No son pocos los decálogos, mandamientos, recomendaciones y sugerencias que se le ofrecen al corrector de textos, tanto en papel como en Internet, para el adecuado desempeño de su oficio. Sin ánimo de deslegitimar lo ya publicado por otros autores, aquí les presentamos los trece mandamientos de Lavadora de textos para el corrector de textos en español.

  1. La función del corrector de textos es corregir lo incorrecto, no cambiar aquello que no le gusta.
  2. El corrector de textos debe dudar constantemente durante el desempeño de su trabajo. No hacerlo constituye un acto de soberbia.
  3. El corrector de textos no debe incorporar a un texto más correcciones de las necesarias con la intención de justificar su trabajo: si no hay nada que corregir, no se corrige nada.

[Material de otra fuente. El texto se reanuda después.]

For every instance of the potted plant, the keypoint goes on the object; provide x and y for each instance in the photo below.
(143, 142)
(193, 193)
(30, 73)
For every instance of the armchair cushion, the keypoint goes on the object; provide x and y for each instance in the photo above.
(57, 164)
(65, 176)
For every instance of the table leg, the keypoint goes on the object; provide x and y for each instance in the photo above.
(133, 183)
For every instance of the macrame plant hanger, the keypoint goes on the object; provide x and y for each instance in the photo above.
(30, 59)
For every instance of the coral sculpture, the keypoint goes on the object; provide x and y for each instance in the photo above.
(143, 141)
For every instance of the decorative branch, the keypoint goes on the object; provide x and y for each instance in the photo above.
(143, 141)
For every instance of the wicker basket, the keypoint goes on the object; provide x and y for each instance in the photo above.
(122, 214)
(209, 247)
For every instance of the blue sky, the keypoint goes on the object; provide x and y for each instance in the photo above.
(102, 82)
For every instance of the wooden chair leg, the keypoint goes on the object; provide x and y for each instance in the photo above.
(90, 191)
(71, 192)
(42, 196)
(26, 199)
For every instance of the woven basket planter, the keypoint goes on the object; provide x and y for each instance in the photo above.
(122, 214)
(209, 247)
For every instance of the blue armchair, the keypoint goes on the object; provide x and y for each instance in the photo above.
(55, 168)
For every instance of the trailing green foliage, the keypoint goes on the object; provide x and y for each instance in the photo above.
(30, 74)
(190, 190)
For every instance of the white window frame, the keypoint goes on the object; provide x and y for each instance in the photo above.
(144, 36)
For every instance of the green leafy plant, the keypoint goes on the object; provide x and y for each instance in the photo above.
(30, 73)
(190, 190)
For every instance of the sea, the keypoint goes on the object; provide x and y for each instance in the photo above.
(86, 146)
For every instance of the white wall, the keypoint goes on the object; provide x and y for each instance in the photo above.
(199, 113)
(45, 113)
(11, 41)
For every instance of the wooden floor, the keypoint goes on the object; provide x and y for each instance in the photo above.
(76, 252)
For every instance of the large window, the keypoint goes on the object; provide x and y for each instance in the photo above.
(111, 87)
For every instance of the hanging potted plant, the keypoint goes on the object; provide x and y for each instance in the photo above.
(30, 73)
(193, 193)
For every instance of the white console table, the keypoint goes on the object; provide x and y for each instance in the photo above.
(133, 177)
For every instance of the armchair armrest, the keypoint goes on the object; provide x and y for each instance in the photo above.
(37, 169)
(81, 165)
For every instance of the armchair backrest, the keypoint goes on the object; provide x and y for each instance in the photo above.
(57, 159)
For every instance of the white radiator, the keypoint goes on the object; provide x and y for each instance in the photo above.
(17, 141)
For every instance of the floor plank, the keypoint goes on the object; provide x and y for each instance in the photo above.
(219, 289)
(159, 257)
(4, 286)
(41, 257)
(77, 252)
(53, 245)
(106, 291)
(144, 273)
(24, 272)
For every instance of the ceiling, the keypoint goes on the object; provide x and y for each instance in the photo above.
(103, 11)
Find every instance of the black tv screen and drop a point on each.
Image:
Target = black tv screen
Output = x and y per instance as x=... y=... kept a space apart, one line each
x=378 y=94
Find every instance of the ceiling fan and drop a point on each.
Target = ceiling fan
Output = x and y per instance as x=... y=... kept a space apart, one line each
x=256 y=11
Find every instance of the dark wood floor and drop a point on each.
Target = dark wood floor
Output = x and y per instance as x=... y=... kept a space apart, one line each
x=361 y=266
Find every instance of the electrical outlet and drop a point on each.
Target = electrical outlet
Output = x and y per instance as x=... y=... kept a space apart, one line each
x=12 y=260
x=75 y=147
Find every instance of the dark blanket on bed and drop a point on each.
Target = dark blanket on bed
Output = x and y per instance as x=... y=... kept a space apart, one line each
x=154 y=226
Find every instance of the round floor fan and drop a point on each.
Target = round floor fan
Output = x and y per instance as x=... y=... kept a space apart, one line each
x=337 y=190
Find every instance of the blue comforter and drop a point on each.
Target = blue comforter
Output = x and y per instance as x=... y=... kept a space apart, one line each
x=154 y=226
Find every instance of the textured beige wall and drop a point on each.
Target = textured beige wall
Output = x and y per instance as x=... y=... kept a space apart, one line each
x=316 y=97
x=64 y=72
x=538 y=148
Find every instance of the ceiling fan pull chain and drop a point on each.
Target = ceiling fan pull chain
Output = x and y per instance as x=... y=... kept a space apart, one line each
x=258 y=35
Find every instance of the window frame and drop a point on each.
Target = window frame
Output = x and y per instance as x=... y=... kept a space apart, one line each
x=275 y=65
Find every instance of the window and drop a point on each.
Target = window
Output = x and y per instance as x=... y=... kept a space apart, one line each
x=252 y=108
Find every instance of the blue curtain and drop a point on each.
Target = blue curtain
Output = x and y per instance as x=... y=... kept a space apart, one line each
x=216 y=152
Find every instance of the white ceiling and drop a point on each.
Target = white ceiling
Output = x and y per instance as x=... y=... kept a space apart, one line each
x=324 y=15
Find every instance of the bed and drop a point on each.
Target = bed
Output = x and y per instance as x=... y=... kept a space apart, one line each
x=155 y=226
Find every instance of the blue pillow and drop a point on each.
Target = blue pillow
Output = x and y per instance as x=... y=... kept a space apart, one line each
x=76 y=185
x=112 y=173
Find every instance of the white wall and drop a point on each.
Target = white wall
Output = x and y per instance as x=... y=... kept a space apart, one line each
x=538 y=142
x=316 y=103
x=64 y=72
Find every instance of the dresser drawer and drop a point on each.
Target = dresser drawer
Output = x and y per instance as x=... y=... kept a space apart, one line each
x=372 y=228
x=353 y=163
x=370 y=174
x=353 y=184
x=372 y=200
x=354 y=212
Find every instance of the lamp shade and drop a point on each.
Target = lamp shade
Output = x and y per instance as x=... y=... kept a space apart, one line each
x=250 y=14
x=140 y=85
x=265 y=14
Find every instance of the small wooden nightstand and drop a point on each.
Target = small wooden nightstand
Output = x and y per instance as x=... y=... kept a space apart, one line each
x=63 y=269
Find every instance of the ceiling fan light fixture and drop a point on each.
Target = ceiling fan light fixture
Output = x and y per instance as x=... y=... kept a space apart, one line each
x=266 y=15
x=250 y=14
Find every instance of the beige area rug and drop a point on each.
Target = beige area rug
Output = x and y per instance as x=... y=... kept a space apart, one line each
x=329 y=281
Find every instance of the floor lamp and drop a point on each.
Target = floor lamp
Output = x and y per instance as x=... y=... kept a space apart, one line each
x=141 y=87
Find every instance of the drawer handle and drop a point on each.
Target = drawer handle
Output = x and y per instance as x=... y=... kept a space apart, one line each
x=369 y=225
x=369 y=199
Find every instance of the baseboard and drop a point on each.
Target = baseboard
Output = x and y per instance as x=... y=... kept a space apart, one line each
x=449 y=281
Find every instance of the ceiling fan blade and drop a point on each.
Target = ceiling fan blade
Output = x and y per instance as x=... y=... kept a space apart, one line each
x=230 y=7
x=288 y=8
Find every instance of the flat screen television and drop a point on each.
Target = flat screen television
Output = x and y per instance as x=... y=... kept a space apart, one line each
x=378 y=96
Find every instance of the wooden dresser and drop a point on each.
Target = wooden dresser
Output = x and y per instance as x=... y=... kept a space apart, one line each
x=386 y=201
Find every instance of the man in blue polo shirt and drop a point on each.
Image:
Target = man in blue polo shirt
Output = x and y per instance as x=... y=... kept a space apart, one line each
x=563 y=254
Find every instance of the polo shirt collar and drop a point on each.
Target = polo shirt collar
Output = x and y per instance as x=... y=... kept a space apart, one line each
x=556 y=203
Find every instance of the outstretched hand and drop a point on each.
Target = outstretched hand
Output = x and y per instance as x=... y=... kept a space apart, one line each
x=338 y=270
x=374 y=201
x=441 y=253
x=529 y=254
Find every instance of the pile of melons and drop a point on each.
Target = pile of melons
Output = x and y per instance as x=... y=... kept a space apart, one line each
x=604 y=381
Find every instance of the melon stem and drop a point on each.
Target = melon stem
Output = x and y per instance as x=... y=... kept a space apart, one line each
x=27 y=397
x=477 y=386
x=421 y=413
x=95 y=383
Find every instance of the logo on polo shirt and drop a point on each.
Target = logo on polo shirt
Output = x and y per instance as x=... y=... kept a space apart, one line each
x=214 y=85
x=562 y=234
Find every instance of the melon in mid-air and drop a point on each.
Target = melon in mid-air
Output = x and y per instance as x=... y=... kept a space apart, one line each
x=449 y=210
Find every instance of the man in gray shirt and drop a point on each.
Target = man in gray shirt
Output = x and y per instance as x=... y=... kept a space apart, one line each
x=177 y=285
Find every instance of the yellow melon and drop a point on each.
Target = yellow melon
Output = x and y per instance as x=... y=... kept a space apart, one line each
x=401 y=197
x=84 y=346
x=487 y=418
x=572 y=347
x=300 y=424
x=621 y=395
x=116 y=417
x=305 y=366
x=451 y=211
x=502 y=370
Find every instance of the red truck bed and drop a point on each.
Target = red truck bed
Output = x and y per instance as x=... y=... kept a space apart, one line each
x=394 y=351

  4. Las decisiones del corrector de textos deben estar basadas en los usos lingüísticos comúnmente aceptados por la mayoría de la comunidad hispanohablante y en las enseñanzas de los expertos en la lengua española. Para ello, debe saber cuáles son las principales fuentes de consulta y tener amplios conocimientos de la gramática y la ortografía españolas.
  5. El corrector de textos siempre podrá justificar ante su cliente una corrección citando a una autoridad lingüística.
  6. La Real Academia Española (RAE) no es, en absoluto, la única autoridad lingüística. El corrector de textos debe conocer y consultar las obras de otros autores, entre los que cabe citar a José Martínez de Sousa, Manuel Seco, María Moliner, Leonardo Gómez Torrego, Joan Coromines, etc. Por tanto, el corrector nunca dirá que una palabra «no existe porque no está en el diccionario de la RAE» ni que una expresión «es incorrecta porque no la acepta la RAE».
  7. La delimitación de la frontera entre lo correcto y lo incorrecto depende en ocasiones de la tolerancia, el área geográfica del hablante, la libertad creativa del autor y otros factores que el corrector debe tener en cuenta. En este sentido, el corrector debe conocer la norma para, llegado el caso, decidir si en determinado contexto es aceptable tolerar su infracción. Por las mismas razones, a veces es preferible recomendar a corregir.
  8. Un error puede tener varias posibles correcciones. Cuando eso ocurra, el corrector de textos propondrá a su cliente todas las correcciones posibles, debidamente justificadas.
  9. El corrector de textos debe colaborar estrechamente con el autor o el editor de la obra que corrige y, en todo caso, aceptar sus criterios, siempre que no entren en clara colisión con la norma lingüística y los usos mayoritarios de los hispanohablantes. Si estos criterios son totalmente contrarios a las normas y los usos, debe tratar de convencerlo, con argumentos lingüísticos, para que los cambie, pero no puede imponer los suyos.
  10. Cuando un corrector de textos se equivoca y así se lo hace saber su cliente, debe reconocer el error y pedir disculpas; nunca elaborará un argumento falso o rebuscado para justificar su error.
  11. El corrector de textos debe tener curiosidad, inquietudes y conocimientos generales sobre política, ciencias, letras, artes, historia, etc., y ha de saber dónde consultar sus dudas en relación con estos asuntos.
  12. El corrector de textos debe cobrar un precio justo por su trabajo, que es un trabajo intelectual, complejo y en ocasiones extenuante. Cobrar menos de lo que sabe que le corresponde –salvo posibles acuerdos con el cliente relacionados con ofertas o descuentos– es indigno de un corrector de textos.
  13. El corrector de textos debe lamentarse, enfadarse, llorar y, llegado el caso, aplicarse el castigo que considere oportuno cuando, al ver publicada una obra que corrigió, detecta un error que no vio a tiempo, cosa que siempre ocurrirá.